A guest post from CTIC exploring work towards developing common open data standards. CTIC has been involved in many of the most important open data projects in Spain over recent years, from the implementation of the national catalogue, and multiple initiatives at local levels, to working as a partner in the SharePSI2.0 project, that brings together 40 partners from 25 countries with the aim of harmonizing the Opendata in Europe and identifying good practices.
In the early days of the open data movement, the call was for “raw data now”, but more recently we’ve been learning to get more strategy. To paraphrase the campaign led by Tim Berners on creating a ‘Web we Want’, it’s time to be talking about the “Open Data we Want” and how it should be published using common standards.
The growth of open data
Since the “Big Bang” that occurred with the launch of Data.gov in 2009, we have seen an expanding Open Data universe, with an almost exponential growth in terms of Open Data initiatives and portals throughout the world. In Europe, we have seen a strong push from the European Commission through the development of the legal frameworks for open data and the launch of projects for the development and dissemination of Open Data, such as:
- the ePSIPlatform.eu;
- the LAPSI thematic network (Legal Aspects of Public Sector Information) 2.0; and
- the planned Pan-European open data catalogue.
At Spanish level, this process began in 2010 with the publication of catalogues in the Basque Country and in the city of Zaragoza and then the publication in 2011 of the National Catalogue datos.gob.es. Since thenthe process has grown to include more than 110 open data initiatives at all levels of government: national, regional, and local (although some initiatives have fallen by the wayside).
Besides the momentum that the government of Spain has provided for open data, a key driver of the success of the national catalogue has been the process of federating catalogues. Through this, data from more than 75 catalogues in Spain are brought together representing about 60% of the entire national catalogue.
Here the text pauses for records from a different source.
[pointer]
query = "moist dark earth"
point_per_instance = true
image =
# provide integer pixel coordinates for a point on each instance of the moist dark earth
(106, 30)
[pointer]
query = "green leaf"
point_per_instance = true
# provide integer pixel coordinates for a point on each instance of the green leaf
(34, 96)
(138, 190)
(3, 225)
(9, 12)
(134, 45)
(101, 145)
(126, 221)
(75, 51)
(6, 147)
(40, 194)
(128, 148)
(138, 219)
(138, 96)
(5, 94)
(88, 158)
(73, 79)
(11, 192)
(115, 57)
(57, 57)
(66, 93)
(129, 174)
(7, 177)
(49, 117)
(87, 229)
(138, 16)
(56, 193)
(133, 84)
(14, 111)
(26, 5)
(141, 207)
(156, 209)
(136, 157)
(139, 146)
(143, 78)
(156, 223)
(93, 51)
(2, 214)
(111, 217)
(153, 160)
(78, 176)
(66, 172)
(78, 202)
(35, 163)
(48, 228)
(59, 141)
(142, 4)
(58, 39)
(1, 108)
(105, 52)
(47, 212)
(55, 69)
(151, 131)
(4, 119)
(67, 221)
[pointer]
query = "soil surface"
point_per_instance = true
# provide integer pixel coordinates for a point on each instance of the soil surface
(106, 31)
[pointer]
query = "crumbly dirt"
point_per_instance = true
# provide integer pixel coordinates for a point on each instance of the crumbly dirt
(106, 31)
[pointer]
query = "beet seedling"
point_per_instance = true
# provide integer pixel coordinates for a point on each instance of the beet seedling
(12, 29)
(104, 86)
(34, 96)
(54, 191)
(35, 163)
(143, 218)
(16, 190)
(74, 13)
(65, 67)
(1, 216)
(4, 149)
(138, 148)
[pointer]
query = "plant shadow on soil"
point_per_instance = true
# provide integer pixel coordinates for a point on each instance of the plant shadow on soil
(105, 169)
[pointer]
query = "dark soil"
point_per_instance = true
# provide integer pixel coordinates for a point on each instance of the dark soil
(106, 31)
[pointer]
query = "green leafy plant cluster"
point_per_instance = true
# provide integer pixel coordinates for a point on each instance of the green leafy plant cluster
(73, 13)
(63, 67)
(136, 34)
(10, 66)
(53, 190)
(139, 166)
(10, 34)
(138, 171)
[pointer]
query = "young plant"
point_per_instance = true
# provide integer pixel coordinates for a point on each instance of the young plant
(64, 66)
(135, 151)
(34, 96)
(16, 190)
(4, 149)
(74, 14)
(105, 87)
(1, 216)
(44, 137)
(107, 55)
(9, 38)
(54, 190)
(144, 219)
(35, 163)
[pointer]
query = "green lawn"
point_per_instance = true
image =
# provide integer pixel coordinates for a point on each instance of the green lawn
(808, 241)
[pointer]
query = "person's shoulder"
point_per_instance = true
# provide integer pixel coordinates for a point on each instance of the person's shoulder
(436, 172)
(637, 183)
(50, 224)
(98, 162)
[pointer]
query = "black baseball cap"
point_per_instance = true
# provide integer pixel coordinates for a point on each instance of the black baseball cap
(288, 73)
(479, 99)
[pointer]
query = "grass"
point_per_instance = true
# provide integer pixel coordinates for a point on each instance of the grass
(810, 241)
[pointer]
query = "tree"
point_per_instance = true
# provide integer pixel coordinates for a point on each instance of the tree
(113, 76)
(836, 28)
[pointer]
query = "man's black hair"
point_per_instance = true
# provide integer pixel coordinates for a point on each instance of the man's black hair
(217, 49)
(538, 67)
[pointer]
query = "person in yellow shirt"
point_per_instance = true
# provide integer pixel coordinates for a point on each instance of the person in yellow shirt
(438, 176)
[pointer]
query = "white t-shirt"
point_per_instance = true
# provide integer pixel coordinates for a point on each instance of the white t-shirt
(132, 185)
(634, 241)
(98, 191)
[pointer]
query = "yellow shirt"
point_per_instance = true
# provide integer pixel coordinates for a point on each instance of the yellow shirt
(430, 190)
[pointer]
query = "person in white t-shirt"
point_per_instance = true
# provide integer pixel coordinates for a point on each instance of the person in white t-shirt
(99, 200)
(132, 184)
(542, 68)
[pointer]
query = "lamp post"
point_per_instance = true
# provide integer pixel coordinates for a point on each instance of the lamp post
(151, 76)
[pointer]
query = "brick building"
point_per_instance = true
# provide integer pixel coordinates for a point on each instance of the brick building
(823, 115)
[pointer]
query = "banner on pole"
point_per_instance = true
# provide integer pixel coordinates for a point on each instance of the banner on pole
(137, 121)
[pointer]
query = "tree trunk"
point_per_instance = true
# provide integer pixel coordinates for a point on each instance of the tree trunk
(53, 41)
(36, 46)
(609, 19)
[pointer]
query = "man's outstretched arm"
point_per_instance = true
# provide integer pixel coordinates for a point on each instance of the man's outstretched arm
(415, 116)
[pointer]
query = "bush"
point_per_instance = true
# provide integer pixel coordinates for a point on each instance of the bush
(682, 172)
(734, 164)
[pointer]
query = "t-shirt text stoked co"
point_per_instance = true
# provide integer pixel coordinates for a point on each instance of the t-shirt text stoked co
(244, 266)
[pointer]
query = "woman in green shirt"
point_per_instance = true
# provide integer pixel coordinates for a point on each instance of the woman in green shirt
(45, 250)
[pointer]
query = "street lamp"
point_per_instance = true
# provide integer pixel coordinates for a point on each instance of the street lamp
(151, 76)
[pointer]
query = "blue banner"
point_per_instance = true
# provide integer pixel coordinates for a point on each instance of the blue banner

This is enabled by the catalogue description standard DCAT, developed by the W3C.
This progression has been measured in the last Estudio de caracterización del Sector infomediario en España (2014), a report taking into account, among other factors, the economic impact on employment and Opendata.
Considering all of this, it would seem easy to say that this is a resounding success of the Open Data initiative. However, if we remember the expectations raised initially, it is clear that we have made progress but we have not reached the full promised value generation of open data.
Standardizing key datasets
One of the main hindrances causing the reuse of data more difficult is the lack of standardization. The same sets of data provided by the city of Madrid, should be easily discoverable in Barcelona, Paris, Amsterdam or Ottawa. The standardization of this data would enable an application created by an entrepreneur in Spain to be able to potentially use it anywhere in the world.
The process of standardization requires a continuous and on-going dialogue between those who produce data and those who use it. Practical standardization should focus on the most popular datasets, in order to deliver the maximum benefit.
In Spain, this process began in early 2015 with the publication of the Spanish standard UNE 178 301:2015, created by the standardization group Smartcities. It defines a set of indicators divided into 5 axes (political, organizational, technical, legal and economic) as well as a measurement metric that can assess the level of open data initatives in cities. But, event more interestingly it defines 10 datasets, along with their corresponding vocabularies, that governments should publish, and in the process this recommendation paves the way towards standardization: at least for cities.
The ten datasets are their schemas are listed here:
- Leisure and Culture. Culture Agenda
- Demography. Population (Census): Using The Data Cube Vocabulary and vocabularies for Age, Gender and Geography.
- Environment. Air quality
- Public sector. Contracts
- Public sector. Initial budget and execution
- Transport. Public car parking (link forthcoming)
- Transport. Regular Bus timetables, lines, stops, fares…
- Transport. State of Traffic
- Tourism. Places of touristic interest
- Town Planning. Street guide
Over time, this process must move towards a greater number of datasets and recommended vocabularies and must provide an extension to other levels of the government in order to improve coordination and standardization of public catalogues, which would mean a real improvement in the ratios of reuse and the economic value produced.
How can we encourage more global collaboration around this standard setting? Or is standardisation always a national task?